前言

Language Modeling from Scratch

大模型这块从23年开始断断续续的学都是工作涉及哪块就学哪块,没什么体系,准备跟着CS336学下来看看之前有没有漏学了哪些东西。

简述

第一节课前面大部分都是课程安排,最后讲了tokenizer。

讲为什么出现这门课,现在的landscape

Problem: researchers are becoming **disconnected** from the underlying technology.

8 years ago, researchers would implement and train their own models.

6 years ago, researchers would download a model (e.g., BERT) and fine-tune it.

Today, researchers just prompt a proprietary model (e.g., GPT-4/Claude/Gemini).

说的不就是我吗,碰到问题先改提示词再说!

Intuitions

培养直觉去找到哪些数据和模型架构决策会得到好的数据结果

这块还引用了SwiGLU,上帝来力~

We have extended the GLU family of layers and proposed their use in Transformer. 
In a transfer-learning setup, the new variants seem to produce better perplexities for the de-noising objective used in pre-training, as well as better results on many downstream language-understanding tasks. 
These architectures are simple to implement, and have no apparent computational drawbacks. 
***We offer no explanation as to why these architectures seem to work; we attribute their success, as all else, to divine benevolence.***

这整个讲座都是可执行代码好屌的,比ppt带劲多了

铭记这句话: have an obsessive need to understand how things work.

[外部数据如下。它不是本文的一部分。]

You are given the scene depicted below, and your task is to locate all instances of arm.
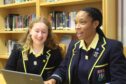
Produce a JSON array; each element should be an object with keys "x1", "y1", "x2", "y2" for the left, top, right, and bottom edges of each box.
[
  {"x1": 110, "y1": 42, "x2": 126, "y2": 84},
  {"x1": 45, "y1": 42, "x2": 74, "y2": 84},
  {"x1": 5, "y1": 44, "x2": 19, "y2": 71}
]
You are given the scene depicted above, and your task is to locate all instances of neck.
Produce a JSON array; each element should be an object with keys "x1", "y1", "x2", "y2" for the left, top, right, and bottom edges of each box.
[{"x1": 84, "y1": 33, "x2": 96, "y2": 48}]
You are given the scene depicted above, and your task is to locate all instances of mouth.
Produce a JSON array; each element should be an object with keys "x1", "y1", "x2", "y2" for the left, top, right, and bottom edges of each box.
[{"x1": 76, "y1": 32, "x2": 83, "y2": 37}]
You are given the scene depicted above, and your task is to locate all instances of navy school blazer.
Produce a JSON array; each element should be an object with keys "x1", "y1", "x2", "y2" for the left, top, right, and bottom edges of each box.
[
  {"x1": 50, "y1": 37, "x2": 126, "y2": 84},
  {"x1": 5, "y1": 44, "x2": 62, "y2": 80}
]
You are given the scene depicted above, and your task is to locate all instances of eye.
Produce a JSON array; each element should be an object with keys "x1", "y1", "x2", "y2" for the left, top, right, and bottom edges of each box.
[
  {"x1": 79, "y1": 20, "x2": 86, "y2": 25},
  {"x1": 35, "y1": 30, "x2": 39, "y2": 33}
]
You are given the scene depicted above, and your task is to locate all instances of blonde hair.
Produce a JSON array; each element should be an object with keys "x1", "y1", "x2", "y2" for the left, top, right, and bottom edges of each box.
[{"x1": 20, "y1": 17, "x2": 57, "y2": 50}]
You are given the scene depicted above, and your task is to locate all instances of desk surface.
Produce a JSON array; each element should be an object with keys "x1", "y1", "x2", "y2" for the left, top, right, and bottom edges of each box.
[{"x1": 0, "y1": 73, "x2": 6, "y2": 84}]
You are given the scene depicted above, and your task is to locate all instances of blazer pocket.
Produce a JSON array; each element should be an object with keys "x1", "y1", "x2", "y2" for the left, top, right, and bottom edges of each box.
[
  {"x1": 95, "y1": 63, "x2": 108, "y2": 68},
  {"x1": 94, "y1": 63, "x2": 110, "y2": 84},
  {"x1": 45, "y1": 66, "x2": 55, "y2": 70}
]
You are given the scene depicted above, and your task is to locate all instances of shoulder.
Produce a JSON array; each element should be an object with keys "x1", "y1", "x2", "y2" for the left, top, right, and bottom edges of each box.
[{"x1": 106, "y1": 38, "x2": 122, "y2": 46}]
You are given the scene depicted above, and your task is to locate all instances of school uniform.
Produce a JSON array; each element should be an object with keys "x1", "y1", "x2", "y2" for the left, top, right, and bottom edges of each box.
[
  {"x1": 5, "y1": 45, "x2": 62, "y2": 80},
  {"x1": 51, "y1": 34, "x2": 126, "y2": 84}
]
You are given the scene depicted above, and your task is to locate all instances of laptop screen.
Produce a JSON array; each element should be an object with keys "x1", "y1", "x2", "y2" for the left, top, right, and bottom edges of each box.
[{"x1": 1, "y1": 69, "x2": 44, "y2": 84}]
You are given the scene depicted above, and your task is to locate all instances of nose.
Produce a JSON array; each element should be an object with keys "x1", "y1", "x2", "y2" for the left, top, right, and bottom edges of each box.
[
  {"x1": 75, "y1": 23, "x2": 80, "y2": 30},
  {"x1": 38, "y1": 32, "x2": 43, "y2": 37}
]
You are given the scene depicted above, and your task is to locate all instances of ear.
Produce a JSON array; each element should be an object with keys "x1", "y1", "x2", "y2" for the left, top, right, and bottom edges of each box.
[{"x1": 93, "y1": 20, "x2": 99, "y2": 29}]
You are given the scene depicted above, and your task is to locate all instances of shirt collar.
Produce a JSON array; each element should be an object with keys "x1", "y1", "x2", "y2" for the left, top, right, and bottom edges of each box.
[
  {"x1": 79, "y1": 33, "x2": 99, "y2": 51},
  {"x1": 29, "y1": 47, "x2": 43, "y2": 57}
]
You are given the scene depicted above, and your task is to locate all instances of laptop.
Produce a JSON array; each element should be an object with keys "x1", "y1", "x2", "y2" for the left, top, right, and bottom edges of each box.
[{"x1": 1, "y1": 69, "x2": 44, "y2": 84}]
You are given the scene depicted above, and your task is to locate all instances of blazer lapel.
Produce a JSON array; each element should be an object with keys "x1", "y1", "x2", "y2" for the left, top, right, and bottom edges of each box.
[{"x1": 88, "y1": 38, "x2": 106, "y2": 80}]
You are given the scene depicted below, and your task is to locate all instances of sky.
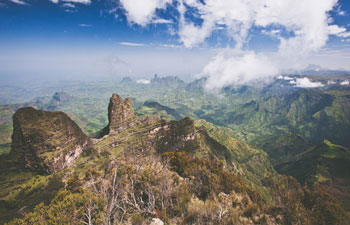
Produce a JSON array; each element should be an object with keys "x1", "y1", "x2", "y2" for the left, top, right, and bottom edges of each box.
[{"x1": 0, "y1": 0, "x2": 350, "y2": 89}]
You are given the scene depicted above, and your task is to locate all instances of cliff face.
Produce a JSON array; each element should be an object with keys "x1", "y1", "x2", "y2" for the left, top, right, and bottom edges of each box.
[
  {"x1": 11, "y1": 107, "x2": 88, "y2": 173},
  {"x1": 107, "y1": 94, "x2": 137, "y2": 134}
]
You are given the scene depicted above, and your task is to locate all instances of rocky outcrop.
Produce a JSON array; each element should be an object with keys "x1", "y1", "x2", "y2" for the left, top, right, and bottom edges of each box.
[
  {"x1": 106, "y1": 94, "x2": 138, "y2": 134},
  {"x1": 10, "y1": 107, "x2": 88, "y2": 174},
  {"x1": 156, "y1": 117, "x2": 198, "y2": 152}
]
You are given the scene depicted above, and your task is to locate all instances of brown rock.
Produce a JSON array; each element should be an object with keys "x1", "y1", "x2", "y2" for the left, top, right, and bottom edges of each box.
[
  {"x1": 11, "y1": 107, "x2": 88, "y2": 174},
  {"x1": 108, "y1": 94, "x2": 138, "y2": 134}
]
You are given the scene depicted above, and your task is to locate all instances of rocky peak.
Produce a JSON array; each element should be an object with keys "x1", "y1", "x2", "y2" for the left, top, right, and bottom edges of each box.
[
  {"x1": 11, "y1": 107, "x2": 88, "y2": 174},
  {"x1": 108, "y1": 94, "x2": 138, "y2": 133}
]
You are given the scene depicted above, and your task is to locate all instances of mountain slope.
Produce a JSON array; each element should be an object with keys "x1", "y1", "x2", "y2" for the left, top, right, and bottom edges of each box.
[{"x1": 0, "y1": 93, "x2": 344, "y2": 224}]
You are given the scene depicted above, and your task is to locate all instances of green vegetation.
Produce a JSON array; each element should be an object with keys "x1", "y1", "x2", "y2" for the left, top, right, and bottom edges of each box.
[{"x1": 0, "y1": 79, "x2": 350, "y2": 224}]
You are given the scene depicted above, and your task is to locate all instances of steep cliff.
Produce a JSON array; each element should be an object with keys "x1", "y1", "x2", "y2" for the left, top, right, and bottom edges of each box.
[
  {"x1": 104, "y1": 94, "x2": 138, "y2": 134},
  {"x1": 10, "y1": 107, "x2": 88, "y2": 173}
]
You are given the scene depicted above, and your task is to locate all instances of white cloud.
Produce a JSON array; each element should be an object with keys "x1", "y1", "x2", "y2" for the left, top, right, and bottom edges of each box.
[
  {"x1": 9, "y1": 0, "x2": 28, "y2": 5},
  {"x1": 79, "y1": 23, "x2": 92, "y2": 27},
  {"x1": 62, "y1": 2, "x2": 75, "y2": 8},
  {"x1": 119, "y1": 42, "x2": 147, "y2": 47},
  {"x1": 152, "y1": 19, "x2": 174, "y2": 24},
  {"x1": 328, "y1": 25, "x2": 350, "y2": 38},
  {"x1": 120, "y1": 0, "x2": 172, "y2": 26},
  {"x1": 51, "y1": 0, "x2": 91, "y2": 4},
  {"x1": 338, "y1": 10, "x2": 345, "y2": 16},
  {"x1": 340, "y1": 80, "x2": 350, "y2": 86},
  {"x1": 290, "y1": 77, "x2": 324, "y2": 88},
  {"x1": 121, "y1": 0, "x2": 340, "y2": 89},
  {"x1": 136, "y1": 79, "x2": 151, "y2": 84},
  {"x1": 199, "y1": 52, "x2": 278, "y2": 90},
  {"x1": 62, "y1": 0, "x2": 91, "y2": 5}
]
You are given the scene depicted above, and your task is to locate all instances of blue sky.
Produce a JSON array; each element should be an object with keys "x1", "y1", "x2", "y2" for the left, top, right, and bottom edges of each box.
[{"x1": 0, "y1": 0, "x2": 350, "y2": 86}]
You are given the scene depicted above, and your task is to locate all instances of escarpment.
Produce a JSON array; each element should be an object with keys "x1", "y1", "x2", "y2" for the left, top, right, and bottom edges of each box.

现在就是基于已经建设好的框架和模型去微调,却不知道原理。

事物从来不是瞬间就出现,都是由人、物、时间经过漫漫长路发展成现在这样的。

还记得我初高中说历史有什么好读的,谁知道是不是真这样的。现在发现历史的重要性啊!

有5个作业:基础、系统、缩放法则、数据、对齐

image-20250716153402388

Tokenizer

Tokenizers convert between strings and sequences of integers (tokens)

img

最好就是直接用bytes,可惜现在硬件水平不得行啊

Character-Based tokenization

class CharacterTokenizer(Tokenizer):
    """Represent a string as a sequence of Unicode code points."""
    def encode(self, string: str) -> list[int]:
        return list(map(ord, string))
    def decode(self, indices: list[int]) -> str:
        return "".join(map(chr, indices))

image-20250716162252626

缺点

  • 一个字符一个坑,词表太大了
  • 很多字符用的很少,比较罕见

Byte-based tokenization

class ByteTokenizer(Tokenizer):
    """Represent a string as a sequence of bytes."""
    def encode(self, string: str) -> list[int]:
        string_bytes = string.encode("utf-8")  # @inspect string_bytes
        indices = list(map(int, string_bytes))  # @inspect indices
        return indices
    def decode(self, indices: list[int]) -> str:
        string_bytes = bytes(indices)  # @inspect string_bytes
        string = string_bytes.decode("utf-8")  # @inspect string
        return string

用字节表示,也就是一个字符可以用一个或者多个字节表示

image-20250716162841719

缺点

  • 压缩比是1,生成的序列超级长

Word-based tokenization

正则匹配一个单词一个坑

image-20250716163217579

缺点

  • 词表无限大了要,网络造梗这么快,船是新词啊
  • 有些单词基本不用(哎呦,很屌哦!那我问你这话模型能讲出来?)

好处

  • 有的,兄弟,有的,压缩比高啊

Byte Pair Encoding (BPE)

ok,核心来力!

  • 基本思路:使用原始文本对分词器进行训练,以自动确定词汇表。
  • 直观理解:常见的字符序列由单个令牌表示,罕见的序列由多个令牌表示。

GPT-2 论文采用基于单词的分词方法将文本分解为初始段落,并针对每个段落运行原始的 BPE 算法。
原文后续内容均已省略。